Terem uma robusta gestão, planeamento e monitoria de todas as suas actividades.

O princípio era, portanto, simples e os desportos que demonstrassem essas metas e uma boa estratégia para o desenvolvimento do seu desporto desde a base até ao mais alto nível, ganhariam mais responsabilidade no uso dos respectivos fundos.

Todas estas mudanças implicariam também um novo papel para o Sport England, tornando-o mais estratégico e concentrado em prioridades gerais e programas para o desporto em cooperação com o “DCMS – Department for Culture, Media and Sport” (Departamento para Cultura, Media e Desporto) que na estrutura do Governo tinha a tutela do desporto. O Sport England apoiaria, por isso, as federações desportivas a desenvolverem competências profissionais e sistemas modernos e a ligar o financiamento futuro aos progressos desportivos de aumento da participação e dos resultados no alto nível de competição.

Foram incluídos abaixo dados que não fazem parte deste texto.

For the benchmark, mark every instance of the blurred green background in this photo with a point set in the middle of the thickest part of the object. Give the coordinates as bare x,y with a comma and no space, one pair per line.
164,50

Um quinto e último nível desta visão respeitava à “Implementação” a qual procurava definir uma “Parceria para a Mudança.

Esta implementação, a qual é depois detalhada no respectivo “Plano de Acção” que completa o documento, exigiria a assunção da agenda comum por todos os envolvidos na organização e gestão do desporto no país. Mas mais, é dito que a eficácia desse “Plano de Acção” dependeria, sobretudo, de uma melhor gestão e coordenação de todos os que são convidados a concretizá-lo: governos locais, federações desportivas nacionais, os profissionais da educação física, os Conselhos Desportivos.

E também se afirma, mesmo no final, que todos quantos se interessam pelo desporto têm um papel a desempenhar neste criar de um melhor “futuro desportivo para todos”.


Esta visão que integrava a respectiva estratégia de desenvolvimento desportivo para o Reino Unido oficialmente assumida pelo Governo trabalhista em 2000 permite-nos agora, por simples método comparativo, reafirmar a inexistência de quadros de referência desta natureza em Portugal desde há muitos anos.

Por isso, as políticas desportivas entre nós optam, normalmente, por grandes projectos jurídicos habitualmente envoltos em grandiloquentes leis de bases e respectivas regulamentações, ao mesmo tempo que coexistem com inúmeros improvisos e acções avulsas insusceptíveis de escrutínio e avaliação, porque não assumidos previamente em documentos orientadores como o que acabámos de descrever ao longo destes nossos três textos.